Bias can confound “unrelated” research questions. For example, the algorithms told us that Democrats tweet more pictures of children and girls than Republicans do. However, there were more women among congressional Democrats, and the algorithms labeled adult women as girls and children. Thus the finding about Democrats using more images of children in their social media might be an artifact of the algorithms’ bias: perhaps all members of congress tweet pictures of themselves at the same rate, but the algorithm labels the women as children more often than the men, and more of the Democrats are women. There is no way to know without an unbiased audit of the twitter images.
Old biases are hard to shake.

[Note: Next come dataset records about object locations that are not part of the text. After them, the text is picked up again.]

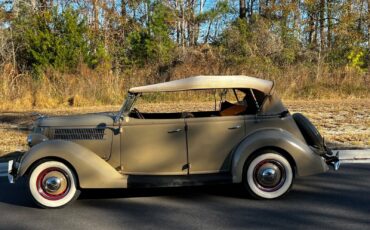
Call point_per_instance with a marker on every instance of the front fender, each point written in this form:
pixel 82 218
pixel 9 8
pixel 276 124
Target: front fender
pixel 306 161
pixel 92 171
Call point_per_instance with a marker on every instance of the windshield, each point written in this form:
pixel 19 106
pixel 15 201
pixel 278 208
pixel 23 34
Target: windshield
pixel 130 100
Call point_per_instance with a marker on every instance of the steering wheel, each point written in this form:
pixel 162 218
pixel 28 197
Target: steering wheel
pixel 139 115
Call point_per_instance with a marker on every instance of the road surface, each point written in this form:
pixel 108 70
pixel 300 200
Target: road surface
pixel 335 200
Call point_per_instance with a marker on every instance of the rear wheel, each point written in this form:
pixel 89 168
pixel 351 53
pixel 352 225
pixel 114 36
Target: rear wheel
pixel 268 175
pixel 52 184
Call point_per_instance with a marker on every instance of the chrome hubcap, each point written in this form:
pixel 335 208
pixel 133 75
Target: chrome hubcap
pixel 269 175
pixel 52 184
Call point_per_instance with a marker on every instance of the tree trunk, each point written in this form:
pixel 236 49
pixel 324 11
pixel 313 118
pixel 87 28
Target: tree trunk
pixel 329 10
pixel 95 15
pixel 242 9
pixel 322 24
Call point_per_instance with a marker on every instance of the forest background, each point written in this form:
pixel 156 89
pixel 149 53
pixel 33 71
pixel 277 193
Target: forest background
pixel 57 53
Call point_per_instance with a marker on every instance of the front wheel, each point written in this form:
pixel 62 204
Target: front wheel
pixel 269 175
pixel 52 184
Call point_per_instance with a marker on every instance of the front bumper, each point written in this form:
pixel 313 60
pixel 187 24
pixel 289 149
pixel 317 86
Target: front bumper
pixel 333 160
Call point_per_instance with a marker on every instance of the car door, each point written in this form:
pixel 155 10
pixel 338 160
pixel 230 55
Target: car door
pixel 154 147
pixel 211 140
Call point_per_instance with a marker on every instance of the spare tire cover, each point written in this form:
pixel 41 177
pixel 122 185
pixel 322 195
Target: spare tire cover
pixel 309 131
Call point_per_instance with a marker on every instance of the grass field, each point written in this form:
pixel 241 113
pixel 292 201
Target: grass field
pixel 344 123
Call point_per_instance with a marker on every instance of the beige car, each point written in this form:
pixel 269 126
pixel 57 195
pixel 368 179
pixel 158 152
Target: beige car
pixel 253 140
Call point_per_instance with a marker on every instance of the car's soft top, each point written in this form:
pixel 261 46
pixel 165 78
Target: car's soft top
pixel 208 82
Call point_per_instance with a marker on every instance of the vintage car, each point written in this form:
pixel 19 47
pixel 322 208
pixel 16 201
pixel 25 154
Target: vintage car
pixel 253 141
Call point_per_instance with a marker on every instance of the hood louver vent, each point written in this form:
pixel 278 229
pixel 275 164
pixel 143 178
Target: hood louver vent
pixel 78 134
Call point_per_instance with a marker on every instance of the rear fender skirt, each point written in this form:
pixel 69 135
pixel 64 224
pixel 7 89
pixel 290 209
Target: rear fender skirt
pixel 306 161
pixel 92 171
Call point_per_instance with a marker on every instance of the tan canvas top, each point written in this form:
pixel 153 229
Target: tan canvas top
pixel 207 82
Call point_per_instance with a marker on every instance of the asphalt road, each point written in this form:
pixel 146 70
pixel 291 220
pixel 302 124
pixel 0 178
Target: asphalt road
pixel 335 200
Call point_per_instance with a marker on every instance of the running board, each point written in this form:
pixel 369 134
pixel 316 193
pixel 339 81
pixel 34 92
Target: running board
pixel 138 181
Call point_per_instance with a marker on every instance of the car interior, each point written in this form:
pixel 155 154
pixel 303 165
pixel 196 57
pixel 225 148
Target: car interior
pixel 245 102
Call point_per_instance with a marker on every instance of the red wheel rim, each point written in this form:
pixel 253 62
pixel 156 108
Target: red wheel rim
pixel 41 184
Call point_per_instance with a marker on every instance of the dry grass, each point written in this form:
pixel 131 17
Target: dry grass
pixel 342 122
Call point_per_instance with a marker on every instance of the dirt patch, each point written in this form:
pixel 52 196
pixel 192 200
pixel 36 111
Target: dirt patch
pixel 344 123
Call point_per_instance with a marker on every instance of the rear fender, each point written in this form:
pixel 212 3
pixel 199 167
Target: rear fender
pixel 306 161
pixel 92 171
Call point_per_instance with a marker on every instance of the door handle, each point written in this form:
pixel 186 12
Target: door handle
pixel 175 131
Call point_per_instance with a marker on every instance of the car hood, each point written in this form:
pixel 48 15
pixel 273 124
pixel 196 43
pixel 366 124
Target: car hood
pixel 100 119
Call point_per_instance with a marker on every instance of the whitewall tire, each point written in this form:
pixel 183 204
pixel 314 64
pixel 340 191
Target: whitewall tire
pixel 52 184
pixel 268 175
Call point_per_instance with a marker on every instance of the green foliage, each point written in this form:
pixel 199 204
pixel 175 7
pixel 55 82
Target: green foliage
pixel 57 40
pixel 153 43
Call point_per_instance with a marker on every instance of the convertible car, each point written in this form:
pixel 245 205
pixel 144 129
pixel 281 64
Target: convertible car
pixel 251 139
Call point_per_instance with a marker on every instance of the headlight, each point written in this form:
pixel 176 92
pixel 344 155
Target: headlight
pixel 35 138
pixel 29 140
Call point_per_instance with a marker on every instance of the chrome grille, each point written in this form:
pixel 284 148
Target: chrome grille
pixel 78 134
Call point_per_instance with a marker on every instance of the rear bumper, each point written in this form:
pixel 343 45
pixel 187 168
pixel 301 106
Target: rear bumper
pixel 331 159
pixel 13 169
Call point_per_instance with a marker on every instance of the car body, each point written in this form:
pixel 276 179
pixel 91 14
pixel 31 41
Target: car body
pixel 254 141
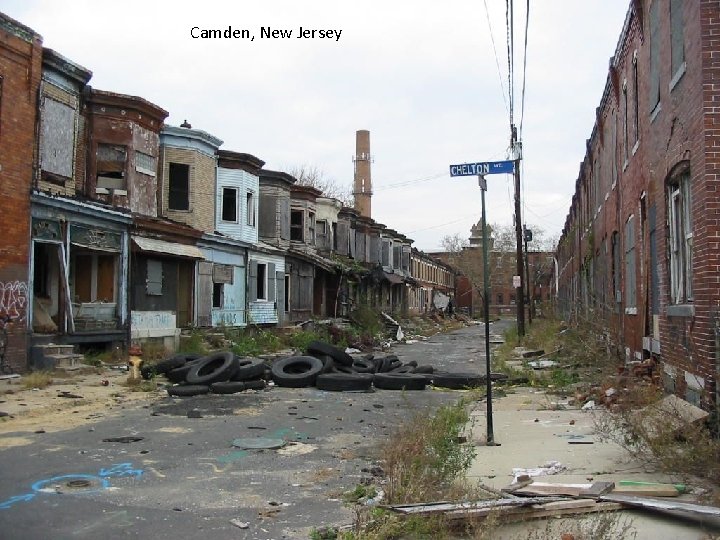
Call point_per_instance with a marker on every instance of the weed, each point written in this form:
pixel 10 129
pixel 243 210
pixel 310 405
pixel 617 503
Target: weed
pixel 424 458
pixel 37 379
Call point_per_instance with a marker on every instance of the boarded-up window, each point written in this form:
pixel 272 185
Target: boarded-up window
pixel 179 186
pixel 655 40
pixel 677 40
pixel 630 277
pixel 261 281
pixel 250 208
pixel 57 138
pixel 229 209
pixel 153 283
pixel 145 163
pixel 223 273
pixel 111 166
pixel 296 225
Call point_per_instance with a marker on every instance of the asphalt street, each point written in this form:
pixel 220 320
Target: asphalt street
pixel 174 473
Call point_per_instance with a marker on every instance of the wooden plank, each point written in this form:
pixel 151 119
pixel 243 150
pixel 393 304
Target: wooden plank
pixel 597 489
pixel 660 490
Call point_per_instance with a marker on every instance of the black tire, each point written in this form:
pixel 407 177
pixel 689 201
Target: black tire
pixel 344 382
pixel 458 381
pixel 338 355
pixel 361 365
pixel 188 390
pixel 327 360
pixel 296 371
pixel 228 387
pixel 400 381
pixel 214 368
pixel 179 375
pixel 249 369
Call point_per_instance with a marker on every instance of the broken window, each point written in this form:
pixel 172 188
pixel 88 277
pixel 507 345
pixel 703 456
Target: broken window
pixel 229 204
pixel 250 208
pixel 296 225
pixel 630 276
pixel 145 163
pixel 57 138
pixel 153 282
pixel 179 186
pixel 681 239
pixel 655 40
pixel 262 281
pixel 677 40
pixel 111 167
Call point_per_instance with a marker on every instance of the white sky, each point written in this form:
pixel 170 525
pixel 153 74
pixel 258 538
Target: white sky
pixel 421 76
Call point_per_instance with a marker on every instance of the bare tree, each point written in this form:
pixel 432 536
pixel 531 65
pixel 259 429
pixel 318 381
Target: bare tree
pixel 310 175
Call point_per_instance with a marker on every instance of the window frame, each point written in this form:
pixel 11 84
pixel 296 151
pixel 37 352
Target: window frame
pixel 222 208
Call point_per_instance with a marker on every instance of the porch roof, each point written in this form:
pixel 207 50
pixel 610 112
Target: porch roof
pixel 153 245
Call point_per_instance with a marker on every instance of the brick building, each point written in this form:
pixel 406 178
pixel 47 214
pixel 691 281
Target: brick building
pixel 640 251
pixel 20 74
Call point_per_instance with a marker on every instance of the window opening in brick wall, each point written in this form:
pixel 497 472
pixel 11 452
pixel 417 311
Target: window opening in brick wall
pixel 681 238
pixel 230 205
pixel 655 40
pixel 630 265
pixel 111 166
pixel 677 39
pixel 296 225
pixel 179 186
pixel 145 163
pixel 153 281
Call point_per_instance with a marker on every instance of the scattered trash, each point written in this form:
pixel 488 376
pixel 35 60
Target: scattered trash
pixel 551 467
pixel 259 443
pixel 126 439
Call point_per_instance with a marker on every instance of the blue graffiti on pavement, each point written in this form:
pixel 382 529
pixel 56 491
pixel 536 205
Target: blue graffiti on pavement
pixel 89 483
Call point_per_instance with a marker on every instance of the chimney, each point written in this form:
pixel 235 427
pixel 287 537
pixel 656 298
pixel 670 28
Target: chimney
pixel 362 190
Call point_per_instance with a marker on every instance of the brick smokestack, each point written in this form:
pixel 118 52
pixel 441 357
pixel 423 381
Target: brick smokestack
pixel 363 183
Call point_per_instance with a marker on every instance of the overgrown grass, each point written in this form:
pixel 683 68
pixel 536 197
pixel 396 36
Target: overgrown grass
pixel 37 379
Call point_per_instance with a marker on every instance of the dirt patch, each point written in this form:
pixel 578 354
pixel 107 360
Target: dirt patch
pixel 65 404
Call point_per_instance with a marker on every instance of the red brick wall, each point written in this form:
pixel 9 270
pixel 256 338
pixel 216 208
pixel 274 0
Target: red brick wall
pixel 20 69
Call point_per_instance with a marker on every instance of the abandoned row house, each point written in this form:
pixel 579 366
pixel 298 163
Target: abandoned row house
pixel 120 228
pixel 639 253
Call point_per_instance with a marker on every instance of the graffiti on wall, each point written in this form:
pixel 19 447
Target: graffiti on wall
pixel 14 299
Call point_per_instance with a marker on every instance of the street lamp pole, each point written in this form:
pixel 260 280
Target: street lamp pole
pixel 486 308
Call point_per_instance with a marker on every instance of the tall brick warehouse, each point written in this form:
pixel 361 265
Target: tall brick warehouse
pixel 20 72
pixel 640 251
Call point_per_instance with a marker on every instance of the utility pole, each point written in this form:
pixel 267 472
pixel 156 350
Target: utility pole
pixel 486 309
pixel 527 237
pixel 519 294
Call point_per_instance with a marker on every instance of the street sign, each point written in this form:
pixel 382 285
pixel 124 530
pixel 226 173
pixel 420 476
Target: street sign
pixel 483 167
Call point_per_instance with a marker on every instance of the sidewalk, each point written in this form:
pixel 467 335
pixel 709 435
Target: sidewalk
pixel 531 433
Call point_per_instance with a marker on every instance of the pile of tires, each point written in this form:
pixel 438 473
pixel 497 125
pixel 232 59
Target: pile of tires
pixel 218 373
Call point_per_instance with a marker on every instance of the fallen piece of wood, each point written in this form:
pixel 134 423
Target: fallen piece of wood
pixel 597 489
pixel 658 490
pixel 539 489
pixel 705 515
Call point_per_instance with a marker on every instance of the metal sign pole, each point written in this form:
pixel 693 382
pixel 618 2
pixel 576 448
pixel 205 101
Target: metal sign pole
pixel 486 308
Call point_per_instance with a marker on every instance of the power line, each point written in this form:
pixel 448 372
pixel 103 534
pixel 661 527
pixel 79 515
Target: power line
pixel 497 62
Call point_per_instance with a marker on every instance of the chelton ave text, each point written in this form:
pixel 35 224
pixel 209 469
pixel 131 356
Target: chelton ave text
pixel 265 32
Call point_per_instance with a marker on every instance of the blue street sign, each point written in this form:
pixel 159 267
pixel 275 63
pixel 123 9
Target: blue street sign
pixel 486 167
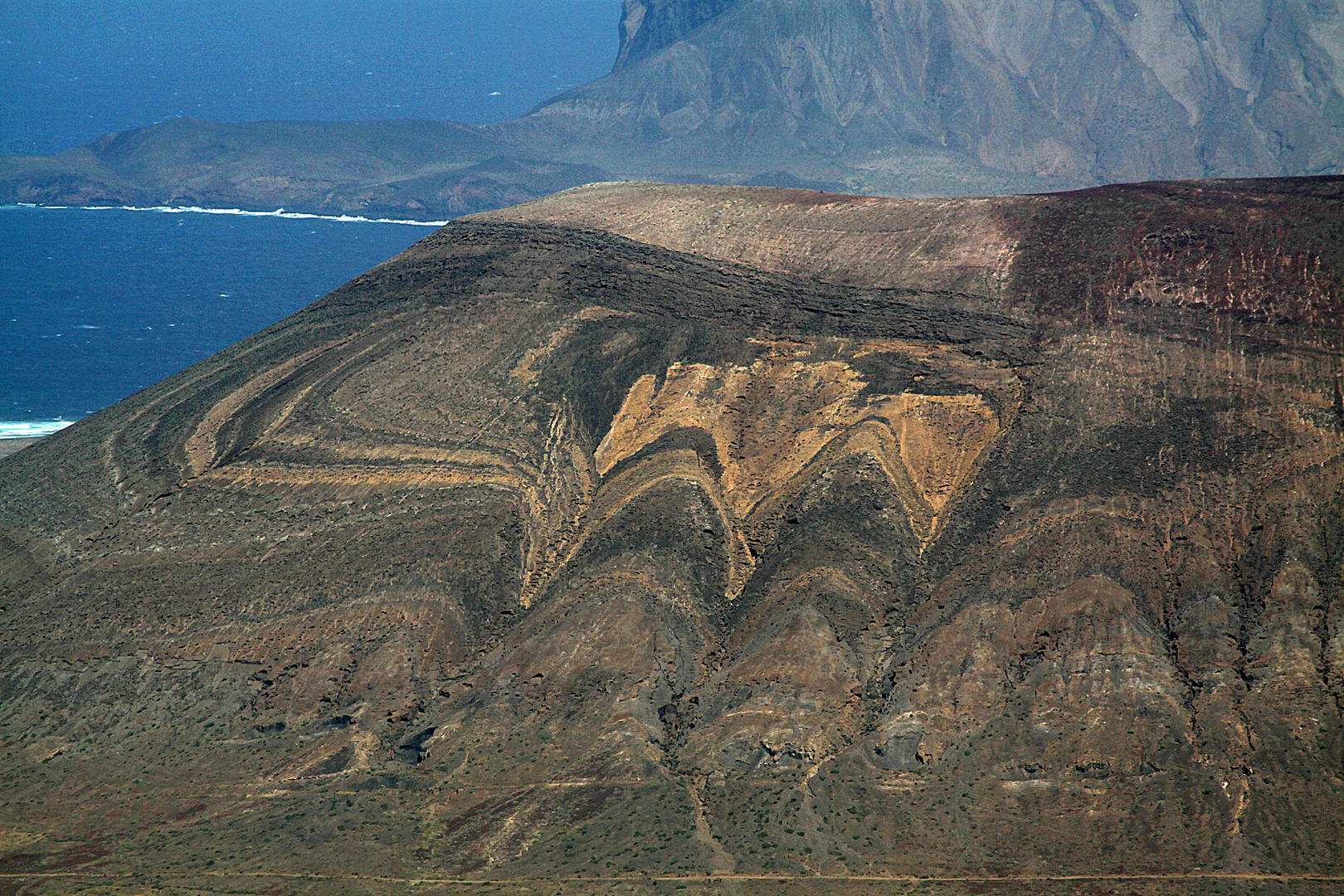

To their credit, the GCV team have made all of their occupation labels gender-neutral: “spokesperson,” “television presenter,” “businessperson,” and so on. They also recently removed gender recognition from their system, so users can no longer use it to guess the gender of people in pictures. This is an important step! Yet Google’s tool does guess the occupation of people in pictures, and it guesses occupations in gender-biased ways. All of our portraits depict the same occupation: member of congress. Yet GCV labeled the men businessperson, spokesperson, white collar worker, military officer, and hotel manager way more often than women. The only occupation assigned to women more than men was television presenter. And yup: there’s a sexism story behind that. In the 1950s in the US, television stations started hiring non-expert “weather girls” as presenters to attract viewers through theatrics and sex appeal. The GCV team may have made their occupation names gender neutral, but they still built a system that encoded the gendered occupation trope: someone is a “spokesperson” if they are a man, with the knowledge and authority that implies. They are a “television presenter” if they are a woman, inexpert and valued for their looks.